Kenyan middle-distance runner

Samuel Tirop (born 13 January 1959 in Nandi District) is a former Kenyan middle-distance runner who ran in the 800 metres.

Tirop's first major medal came at the 1986 Goodwill Games, where he was his country's sole medallist with his bronze in the 800 m. His career coincided with a period of Kenyan dominance in men's middle-distance running: Kenyans won all the major titles from 1987 to 1992 through runners such as Billy Konchellah and Paul Ereng. As a result, he frequently missed out on major competitions due to the high calibre of opposition at the national level.

He won at the East and Central African Championships in 1989 and in December he managed second at the 1989 Kenyan Trials for the Commonwealth Games, running a personal best of 1:44.3 minutes which ranked him eleventh in the world that year.
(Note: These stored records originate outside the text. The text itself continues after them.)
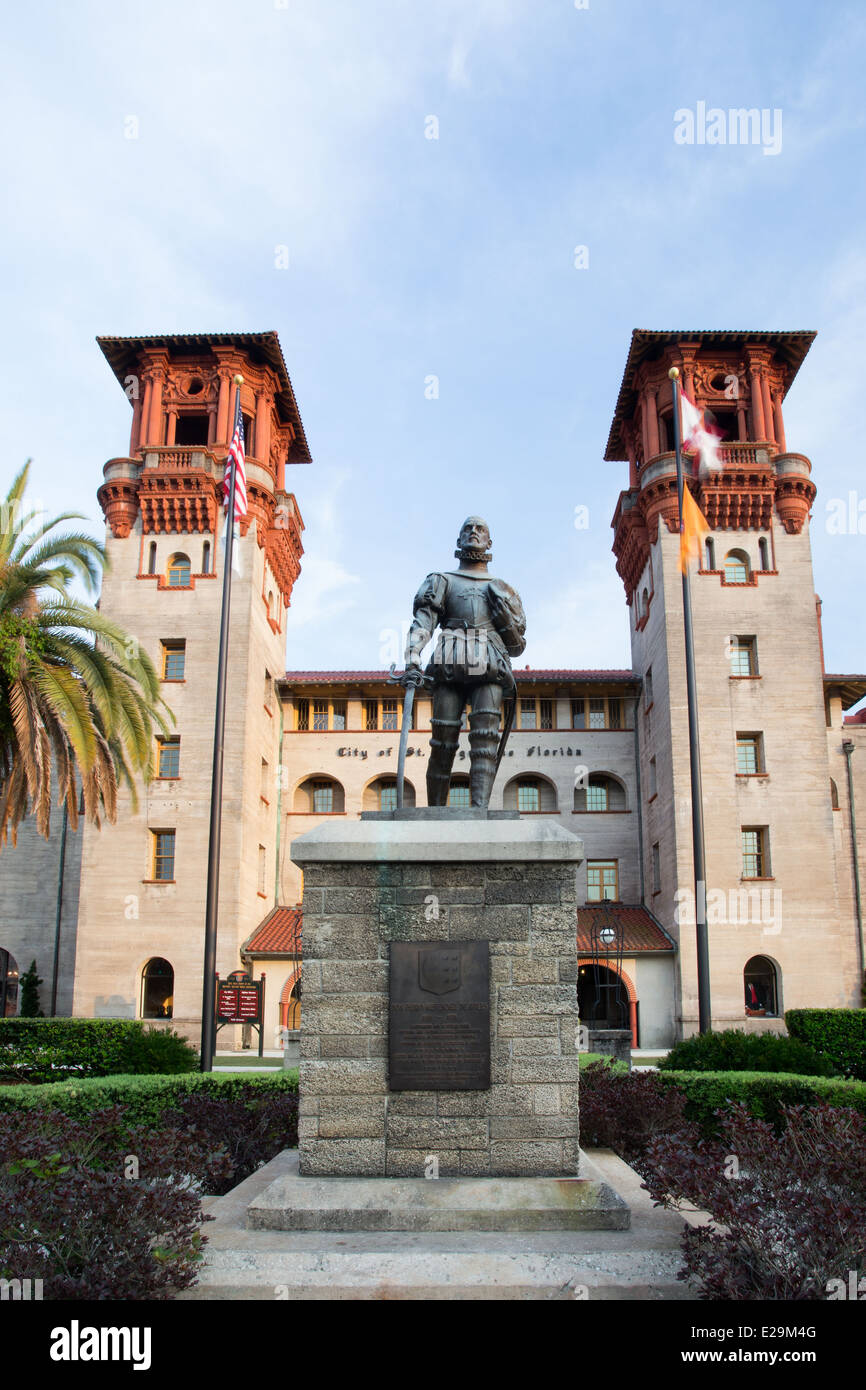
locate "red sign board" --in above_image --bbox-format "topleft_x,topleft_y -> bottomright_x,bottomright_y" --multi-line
217,983 -> 261,1023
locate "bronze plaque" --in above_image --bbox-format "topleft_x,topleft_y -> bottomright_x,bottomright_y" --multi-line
388,941 -> 491,1091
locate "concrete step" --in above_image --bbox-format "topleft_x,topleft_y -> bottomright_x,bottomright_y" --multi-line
179,1150 -> 701,1301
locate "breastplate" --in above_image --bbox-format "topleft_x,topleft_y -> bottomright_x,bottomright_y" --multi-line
441,574 -> 493,627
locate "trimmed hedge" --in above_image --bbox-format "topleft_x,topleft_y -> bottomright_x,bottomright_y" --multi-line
657,1072 -> 866,1134
785,1009 -> 866,1081
659,1029 -> 835,1076
0,1069 -> 297,1125
0,1017 -> 199,1083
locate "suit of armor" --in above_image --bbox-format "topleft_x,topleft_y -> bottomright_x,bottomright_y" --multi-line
406,544 -> 525,806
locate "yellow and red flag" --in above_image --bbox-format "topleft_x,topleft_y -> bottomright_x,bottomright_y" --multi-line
680,482 -> 710,574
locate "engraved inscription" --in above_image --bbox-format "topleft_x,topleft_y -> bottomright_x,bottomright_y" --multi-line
388,941 -> 491,1091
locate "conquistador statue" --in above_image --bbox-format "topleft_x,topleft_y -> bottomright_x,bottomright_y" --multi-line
403,517 -> 527,806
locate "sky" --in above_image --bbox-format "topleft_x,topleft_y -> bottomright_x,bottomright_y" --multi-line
0,0 -> 866,671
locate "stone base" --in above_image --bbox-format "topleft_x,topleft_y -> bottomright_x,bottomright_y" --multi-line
246,1158 -> 630,1232
292,808 -> 582,1184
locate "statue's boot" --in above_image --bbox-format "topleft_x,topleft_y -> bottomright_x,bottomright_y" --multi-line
427,716 -> 460,806
468,709 -> 499,806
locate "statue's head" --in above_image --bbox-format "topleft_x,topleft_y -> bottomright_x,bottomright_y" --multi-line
455,517 -> 493,564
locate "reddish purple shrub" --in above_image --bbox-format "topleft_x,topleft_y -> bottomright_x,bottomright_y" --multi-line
644,1105 -> 866,1301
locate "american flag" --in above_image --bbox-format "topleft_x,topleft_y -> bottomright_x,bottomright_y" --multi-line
222,392 -> 246,521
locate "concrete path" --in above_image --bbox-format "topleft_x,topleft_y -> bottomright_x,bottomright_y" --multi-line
181,1150 -> 699,1301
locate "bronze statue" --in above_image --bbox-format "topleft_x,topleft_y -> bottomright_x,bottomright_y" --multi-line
398,517 -> 527,806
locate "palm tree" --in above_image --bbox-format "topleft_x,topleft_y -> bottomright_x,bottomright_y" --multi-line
0,461 -> 171,845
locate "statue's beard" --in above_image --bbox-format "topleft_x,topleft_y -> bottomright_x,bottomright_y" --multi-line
455,545 -> 493,564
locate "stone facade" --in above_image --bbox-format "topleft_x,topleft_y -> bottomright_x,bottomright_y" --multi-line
292,821 -> 582,1177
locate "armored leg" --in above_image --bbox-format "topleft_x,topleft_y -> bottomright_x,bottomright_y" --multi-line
468,685 -> 502,806
427,685 -> 466,806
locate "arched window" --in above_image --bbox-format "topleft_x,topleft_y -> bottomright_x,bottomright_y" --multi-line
142,956 -> 174,1019
502,774 -> 557,815
361,777 -> 416,810
292,774 -> 346,816
742,956 -> 780,1017
168,555 -> 192,589
724,550 -> 749,584
448,773 -> 471,806
574,773 -> 626,810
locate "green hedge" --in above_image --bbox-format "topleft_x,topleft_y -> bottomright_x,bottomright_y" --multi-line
657,1072 -> 866,1131
659,1029 -> 835,1076
0,1069 -> 297,1125
0,1017 -> 199,1081
785,1009 -> 866,1081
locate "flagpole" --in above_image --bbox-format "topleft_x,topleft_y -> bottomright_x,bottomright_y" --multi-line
667,367 -> 712,1033
200,374 -> 243,1072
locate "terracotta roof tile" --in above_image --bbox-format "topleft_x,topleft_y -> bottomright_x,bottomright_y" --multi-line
243,902 -> 676,956
243,908 -> 303,956
577,902 -> 676,955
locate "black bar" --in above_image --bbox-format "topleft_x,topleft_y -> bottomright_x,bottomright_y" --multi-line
200,382 -> 240,1072
51,802 -> 70,1017
670,367 -> 712,1033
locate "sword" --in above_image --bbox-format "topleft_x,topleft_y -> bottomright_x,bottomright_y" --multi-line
388,662 -> 425,810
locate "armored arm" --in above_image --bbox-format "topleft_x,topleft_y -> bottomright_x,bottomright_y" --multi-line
488,580 -> 527,656
406,574 -> 448,669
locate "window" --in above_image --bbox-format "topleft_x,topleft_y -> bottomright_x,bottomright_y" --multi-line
520,699 -> 538,728
168,555 -> 190,589
150,830 -> 175,883
737,734 -> 763,776
587,859 -> 620,902
741,826 -> 770,878
724,550 -> 749,584
259,845 -> 267,898
379,783 -> 405,810
313,699 -> 328,730
160,641 -> 186,681
142,956 -> 174,1019
174,413 -> 210,446
517,781 -> 541,810
731,637 -> 758,676
448,778 -> 471,806
156,738 -> 181,777
742,956 -> 778,1017
571,695 -> 623,728
292,773 -> 341,816
589,699 -> 605,728
574,773 -> 626,812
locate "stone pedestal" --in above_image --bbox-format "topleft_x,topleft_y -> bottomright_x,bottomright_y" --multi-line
292,810 -> 582,1177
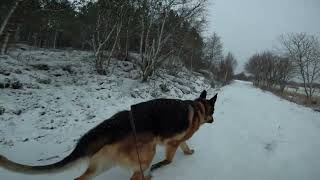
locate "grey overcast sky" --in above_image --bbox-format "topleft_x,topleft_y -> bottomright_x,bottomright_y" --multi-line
207,0 -> 320,71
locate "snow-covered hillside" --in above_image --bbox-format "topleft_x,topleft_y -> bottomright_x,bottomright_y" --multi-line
0,50 -> 320,180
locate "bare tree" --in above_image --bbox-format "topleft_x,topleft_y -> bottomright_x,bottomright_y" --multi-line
0,0 -> 24,54
138,0 -> 206,81
280,33 -> 320,101
90,0 -> 126,75
204,32 -> 223,69
218,52 -> 237,84
245,51 -> 293,92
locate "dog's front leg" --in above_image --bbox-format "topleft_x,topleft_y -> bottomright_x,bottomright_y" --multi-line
150,144 -> 179,171
180,141 -> 194,155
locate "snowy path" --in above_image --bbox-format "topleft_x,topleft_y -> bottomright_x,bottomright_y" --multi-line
0,81 -> 320,180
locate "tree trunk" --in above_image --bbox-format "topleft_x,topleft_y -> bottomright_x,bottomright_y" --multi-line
1,32 -> 10,54
0,0 -> 23,36
53,31 -> 58,49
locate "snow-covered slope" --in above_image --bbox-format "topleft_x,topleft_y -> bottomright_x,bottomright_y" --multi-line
0,48 -> 320,180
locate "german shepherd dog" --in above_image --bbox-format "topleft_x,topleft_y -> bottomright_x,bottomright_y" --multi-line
0,91 -> 217,180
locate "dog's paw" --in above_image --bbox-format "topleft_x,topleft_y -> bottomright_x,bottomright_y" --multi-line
183,149 -> 194,155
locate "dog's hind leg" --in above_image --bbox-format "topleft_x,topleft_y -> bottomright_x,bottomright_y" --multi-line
76,151 -> 114,180
180,141 -> 194,155
131,143 -> 156,180
150,143 -> 179,171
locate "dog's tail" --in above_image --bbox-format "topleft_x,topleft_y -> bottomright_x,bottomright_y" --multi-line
0,148 -> 86,174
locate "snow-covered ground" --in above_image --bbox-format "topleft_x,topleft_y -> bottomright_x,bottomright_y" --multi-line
0,48 -> 320,180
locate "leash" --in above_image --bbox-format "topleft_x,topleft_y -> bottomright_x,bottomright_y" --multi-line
129,108 -> 144,180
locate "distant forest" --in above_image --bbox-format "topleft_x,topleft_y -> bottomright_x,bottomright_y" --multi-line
0,0 -> 236,83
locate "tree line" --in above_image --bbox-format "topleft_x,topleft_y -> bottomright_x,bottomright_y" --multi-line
245,33 -> 320,100
0,0 -> 235,81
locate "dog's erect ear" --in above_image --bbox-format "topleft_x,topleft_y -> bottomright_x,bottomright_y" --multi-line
209,94 -> 218,106
200,90 -> 207,99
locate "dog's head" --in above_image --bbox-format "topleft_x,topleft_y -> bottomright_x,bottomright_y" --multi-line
196,90 -> 218,123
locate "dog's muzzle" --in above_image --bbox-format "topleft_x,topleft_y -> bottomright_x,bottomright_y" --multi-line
207,117 -> 214,124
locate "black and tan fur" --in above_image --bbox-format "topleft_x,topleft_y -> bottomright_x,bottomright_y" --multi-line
0,91 -> 217,180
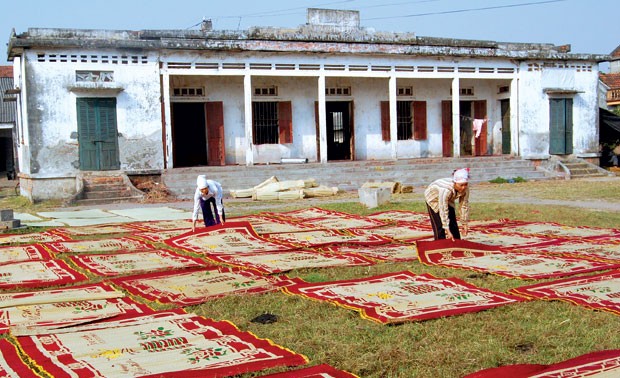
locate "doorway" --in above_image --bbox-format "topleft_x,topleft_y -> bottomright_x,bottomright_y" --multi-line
499,100 -> 511,155
325,101 -> 353,160
76,97 -> 120,171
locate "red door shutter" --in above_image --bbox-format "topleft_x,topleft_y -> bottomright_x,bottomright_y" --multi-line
381,101 -> 390,142
278,101 -> 293,144
314,101 -> 321,161
474,100 -> 489,155
441,101 -> 453,157
412,101 -> 426,140
205,101 -> 226,165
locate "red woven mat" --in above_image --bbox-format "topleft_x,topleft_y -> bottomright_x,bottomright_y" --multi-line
283,271 -> 523,323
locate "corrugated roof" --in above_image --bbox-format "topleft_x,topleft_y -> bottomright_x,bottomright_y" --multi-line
0,76 -> 17,123
601,73 -> 620,89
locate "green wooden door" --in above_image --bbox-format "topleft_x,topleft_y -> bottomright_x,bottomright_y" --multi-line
549,98 -> 573,155
77,98 -> 120,171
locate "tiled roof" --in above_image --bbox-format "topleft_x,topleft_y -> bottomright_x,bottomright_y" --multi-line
0,66 -> 13,77
601,73 -> 620,89
0,75 -> 16,123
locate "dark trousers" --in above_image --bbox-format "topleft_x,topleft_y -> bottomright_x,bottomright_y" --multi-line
200,197 -> 226,227
426,203 -> 461,240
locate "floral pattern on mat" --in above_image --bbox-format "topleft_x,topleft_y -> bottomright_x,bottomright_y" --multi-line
0,244 -> 52,265
112,267 -> 298,306
17,313 -> 307,378
283,271 -> 524,324
0,260 -> 87,289
0,231 -> 70,245
259,364 -> 358,378
45,237 -> 154,253
69,249 -> 207,276
207,250 -> 375,274
510,270 -> 620,315
0,339 -> 41,378
319,243 -> 418,262
463,349 -> 620,378
264,230 -> 392,248
416,239 -> 620,279
0,298 -> 153,335
165,222 -> 296,254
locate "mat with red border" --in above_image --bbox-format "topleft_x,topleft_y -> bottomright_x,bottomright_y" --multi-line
17,312 -> 307,378
0,244 -> 52,265
463,349 -> 620,378
510,270 -> 620,315
165,222 -> 297,254
0,260 -> 87,289
283,271 -> 524,324
112,267 -> 299,306
416,239 -> 620,279
69,249 -> 208,277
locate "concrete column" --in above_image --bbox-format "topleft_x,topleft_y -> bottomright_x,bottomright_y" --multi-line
243,74 -> 254,166
317,75 -> 327,163
452,77 -> 461,157
510,78 -> 521,156
388,75 -> 398,160
162,67 -> 174,168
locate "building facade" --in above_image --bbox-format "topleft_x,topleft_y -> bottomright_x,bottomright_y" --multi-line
8,9 -> 609,200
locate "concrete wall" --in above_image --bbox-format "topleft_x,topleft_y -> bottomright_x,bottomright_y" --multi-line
21,51 -> 163,177
519,62 -> 598,159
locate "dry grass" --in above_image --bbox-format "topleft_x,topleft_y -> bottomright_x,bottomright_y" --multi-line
0,181 -> 620,378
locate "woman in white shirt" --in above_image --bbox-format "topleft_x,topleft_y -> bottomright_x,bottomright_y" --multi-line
192,175 -> 226,232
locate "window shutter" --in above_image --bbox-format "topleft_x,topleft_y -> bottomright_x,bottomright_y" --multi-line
278,101 -> 293,143
412,101 -> 426,140
381,101 -> 390,142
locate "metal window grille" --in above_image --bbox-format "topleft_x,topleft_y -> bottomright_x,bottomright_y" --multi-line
396,101 -> 413,140
252,102 -> 279,144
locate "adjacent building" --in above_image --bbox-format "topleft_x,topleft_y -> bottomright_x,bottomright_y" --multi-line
8,9 -> 609,200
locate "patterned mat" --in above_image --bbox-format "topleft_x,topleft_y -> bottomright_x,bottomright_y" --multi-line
283,271 -> 523,323
368,210 -> 430,225
482,221 -> 617,239
0,260 -> 87,289
45,237 -> 155,253
52,224 -> 136,238
319,243 -> 418,262
348,223 -> 433,241
207,250 -> 375,274
512,239 -> 620,263
0,298 -> 153,335
510,270 -> 620,315
463,349 -> 620,378
264,230 -> 392,248
0,339 -> 41,378
0,282 -> 125,308
416,239 -> 620,279
69,249 -> 207,276
259,364 -> 359,378
130,219 -> 193,232
0,244 -> 52,265
112,267 -> 298,306
165,222 -> 297,254
0,231 -> 70,245
17,312 -> 307,378
230,214 -> 311,235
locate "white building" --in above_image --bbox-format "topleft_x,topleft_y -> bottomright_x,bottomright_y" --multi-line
3,9 -> 609,200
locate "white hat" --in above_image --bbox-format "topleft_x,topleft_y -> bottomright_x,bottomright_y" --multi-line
452,168 -> 469,184
196,175 -> 209,189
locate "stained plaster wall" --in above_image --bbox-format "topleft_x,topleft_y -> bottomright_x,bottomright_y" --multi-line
21,51 -> 163,178
519,62 -> 598,159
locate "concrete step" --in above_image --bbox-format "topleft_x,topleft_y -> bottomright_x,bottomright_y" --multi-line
75,196 -> 142,206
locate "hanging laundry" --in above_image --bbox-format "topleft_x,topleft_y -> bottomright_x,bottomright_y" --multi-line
473,118 -> 488,138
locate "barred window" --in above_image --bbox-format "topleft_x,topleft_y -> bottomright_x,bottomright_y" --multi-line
252,102 -> 279,144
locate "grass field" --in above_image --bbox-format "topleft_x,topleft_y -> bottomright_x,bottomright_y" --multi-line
3,180 -> 620,378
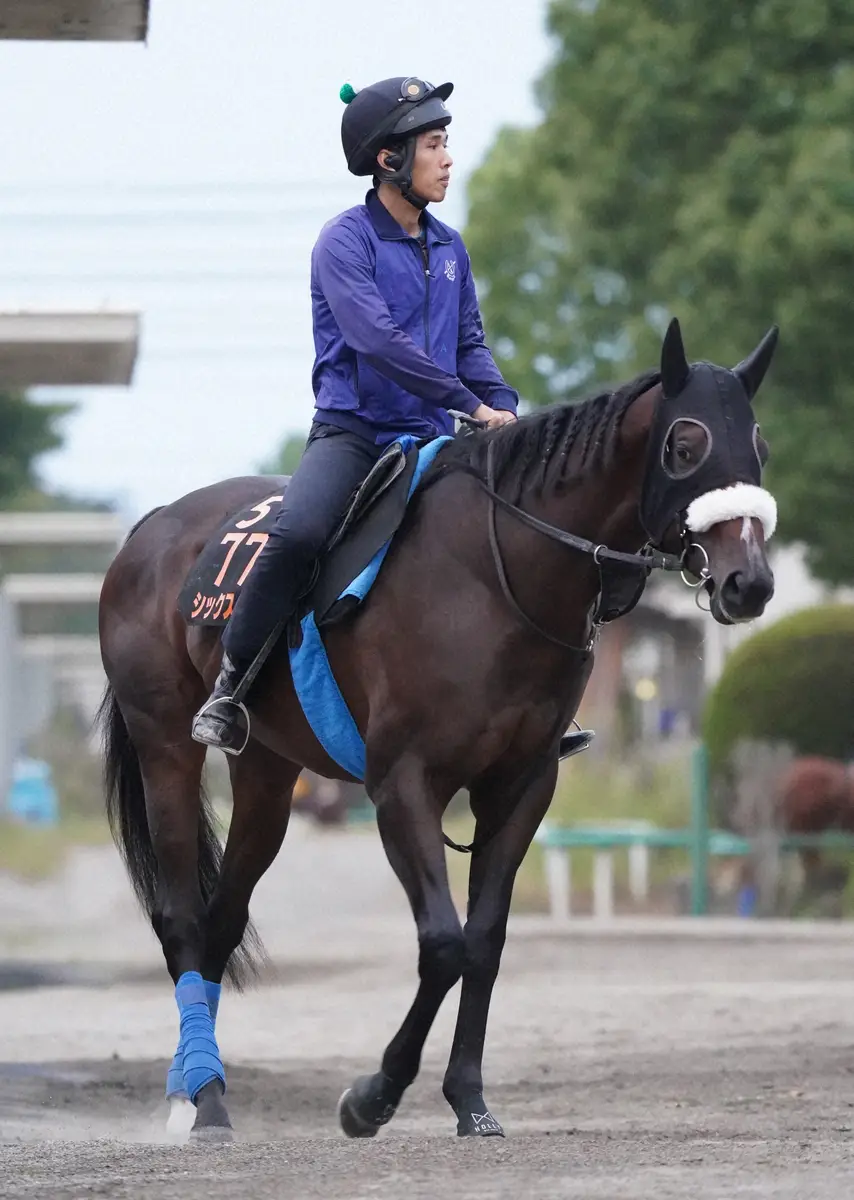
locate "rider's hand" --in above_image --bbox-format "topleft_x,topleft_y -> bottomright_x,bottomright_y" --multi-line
471,404 -> 516,430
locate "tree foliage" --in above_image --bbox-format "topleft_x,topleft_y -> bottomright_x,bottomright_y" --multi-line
467,0 -> 854,582
0,390 -> 72,508
259,433 -> 306,475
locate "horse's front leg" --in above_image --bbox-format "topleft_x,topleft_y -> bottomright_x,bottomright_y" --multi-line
443,754 -> 558,1138
338,756 -> 465,1138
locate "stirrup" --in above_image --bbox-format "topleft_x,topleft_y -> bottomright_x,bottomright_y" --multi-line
190,696 -> 252,758
558,721 -> 596,762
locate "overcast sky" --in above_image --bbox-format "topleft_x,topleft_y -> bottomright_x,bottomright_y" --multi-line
0,0 -> 549,511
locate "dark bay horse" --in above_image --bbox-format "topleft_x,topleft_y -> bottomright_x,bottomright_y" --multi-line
776,755 -> 854,892
100,322 -> 776,1139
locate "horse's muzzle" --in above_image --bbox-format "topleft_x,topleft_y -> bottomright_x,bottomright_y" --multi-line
711,566 -> 774,625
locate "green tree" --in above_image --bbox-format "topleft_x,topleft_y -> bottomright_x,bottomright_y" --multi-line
0,390 -> 73,508
468,0 -> 854,582
259,433 -> 306,475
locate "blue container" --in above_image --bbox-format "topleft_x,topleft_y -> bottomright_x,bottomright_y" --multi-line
7,758 -> 59,826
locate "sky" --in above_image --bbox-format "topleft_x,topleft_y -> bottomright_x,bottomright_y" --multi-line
0,0 -> 549,517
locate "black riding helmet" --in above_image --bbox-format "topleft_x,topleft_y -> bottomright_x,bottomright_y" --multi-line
341,76 -> 453,208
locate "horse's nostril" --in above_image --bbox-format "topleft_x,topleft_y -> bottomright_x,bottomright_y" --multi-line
721,571 -> 774,617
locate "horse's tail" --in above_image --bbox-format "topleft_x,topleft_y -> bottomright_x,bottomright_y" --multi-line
97,504 -> 263,989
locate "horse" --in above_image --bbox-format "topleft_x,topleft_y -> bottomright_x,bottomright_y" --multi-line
776,755 -> 854,893
100,319 -> 777,1141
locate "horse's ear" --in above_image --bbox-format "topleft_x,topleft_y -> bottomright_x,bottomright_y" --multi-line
733,325 -> 780,400
661,317 -> 690,396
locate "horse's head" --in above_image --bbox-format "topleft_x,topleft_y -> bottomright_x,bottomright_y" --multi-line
641,320 -> 777,625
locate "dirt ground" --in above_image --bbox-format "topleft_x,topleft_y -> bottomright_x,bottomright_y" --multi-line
0,829 -> 854,1200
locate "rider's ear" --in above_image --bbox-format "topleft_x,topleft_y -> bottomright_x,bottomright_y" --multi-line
661,317 -> 690,396
733,325 -> 780,400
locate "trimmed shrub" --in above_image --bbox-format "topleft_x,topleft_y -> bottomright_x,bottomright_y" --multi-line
703,605 -> 854,778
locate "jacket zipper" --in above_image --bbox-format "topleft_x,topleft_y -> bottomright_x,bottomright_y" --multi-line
419,241 -> 432,358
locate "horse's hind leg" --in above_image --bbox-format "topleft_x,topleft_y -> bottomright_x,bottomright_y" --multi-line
443,757 -> 558,1138
338,761 -> 465,1138
122,704 -> 231,1140
204,742 -> 301,983
167,742 -> 300,1138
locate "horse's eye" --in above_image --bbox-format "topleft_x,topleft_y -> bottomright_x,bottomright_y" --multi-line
676,442 -> 693,463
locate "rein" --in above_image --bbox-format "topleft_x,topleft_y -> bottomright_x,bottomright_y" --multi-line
471,442 -> 687,654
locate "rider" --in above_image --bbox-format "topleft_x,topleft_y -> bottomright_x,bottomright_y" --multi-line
192,77 -> 590,754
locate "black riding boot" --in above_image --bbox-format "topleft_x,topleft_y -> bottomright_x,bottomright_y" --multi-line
192,650 -> 249,755
558,730 -> 596,761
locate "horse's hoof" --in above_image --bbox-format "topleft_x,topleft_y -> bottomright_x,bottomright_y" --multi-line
338,1087 -> 381,1138
338,1070 -> 403,1138
166,1096 -> 196,1142
457,1096 -> 505,1138
190,1126 -> 234,1146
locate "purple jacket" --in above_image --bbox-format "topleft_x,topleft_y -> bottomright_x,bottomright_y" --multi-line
312,191 -> 518,444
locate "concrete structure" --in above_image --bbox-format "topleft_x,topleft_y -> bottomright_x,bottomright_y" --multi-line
0,0 -> 149,42
0,312 -> 139,388
0,512 -> 126,808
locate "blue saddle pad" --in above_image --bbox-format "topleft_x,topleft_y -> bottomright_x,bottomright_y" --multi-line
289,434 -> 451,780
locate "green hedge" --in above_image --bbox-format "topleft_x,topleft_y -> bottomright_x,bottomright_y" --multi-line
703,605 -> 854,776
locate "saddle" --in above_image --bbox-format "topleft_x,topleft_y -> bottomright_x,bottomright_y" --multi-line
178,442 -> 419,626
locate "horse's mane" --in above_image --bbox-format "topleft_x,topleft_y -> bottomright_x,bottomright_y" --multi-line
435,371 -> 660,504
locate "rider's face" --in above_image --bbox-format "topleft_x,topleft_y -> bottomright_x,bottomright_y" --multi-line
413,130 -> 453,204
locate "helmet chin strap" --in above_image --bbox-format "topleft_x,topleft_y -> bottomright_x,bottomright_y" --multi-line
377,138 -> 429,211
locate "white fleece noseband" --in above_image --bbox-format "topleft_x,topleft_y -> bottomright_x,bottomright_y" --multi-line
685,484 -> 777,541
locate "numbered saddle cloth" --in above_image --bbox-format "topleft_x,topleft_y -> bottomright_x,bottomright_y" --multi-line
178,434 -> 450,780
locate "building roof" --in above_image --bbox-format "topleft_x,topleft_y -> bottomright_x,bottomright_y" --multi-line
0,312 -> 139,388
0,0 -> 150,42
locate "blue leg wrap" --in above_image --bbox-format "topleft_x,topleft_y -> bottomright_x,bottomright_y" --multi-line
167,971 -> 225,1100
166,979 -> 222,1099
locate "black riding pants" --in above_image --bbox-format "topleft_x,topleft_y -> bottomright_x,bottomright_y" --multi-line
222,421 -> 385,670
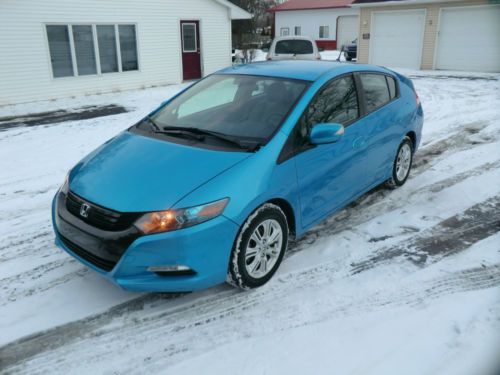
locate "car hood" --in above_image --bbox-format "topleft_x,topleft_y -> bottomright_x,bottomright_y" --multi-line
69,132 -> 251,212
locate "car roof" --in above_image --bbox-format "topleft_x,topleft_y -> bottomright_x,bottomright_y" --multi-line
273,35 -> 314,42
216,60 -> 351,81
Largely unknown outside of his home nation, he went on to upset both Nixon Kiprotich and Sebastian Coe to win the 800 m at the 1990 Commonwealth Games in Auckland. When asked how he had achieved such a feat at the age of 31 with little international experience, he responded that he was typically fourth or fifth at the Kenyan Championships behind World and Olympic champions for opposition.

When the trials for the 1992 Barcelona Olympics came, Tirop again missed out on selection. Renowned Kenyan running coach Brother Colm O'Connell remarked: "You had the Olympic champion, Ereng; the world champion, Konchellah, and the Commonwealth champion, Sammy Tirop, and none of them made the team. That's what running in Kenya is like."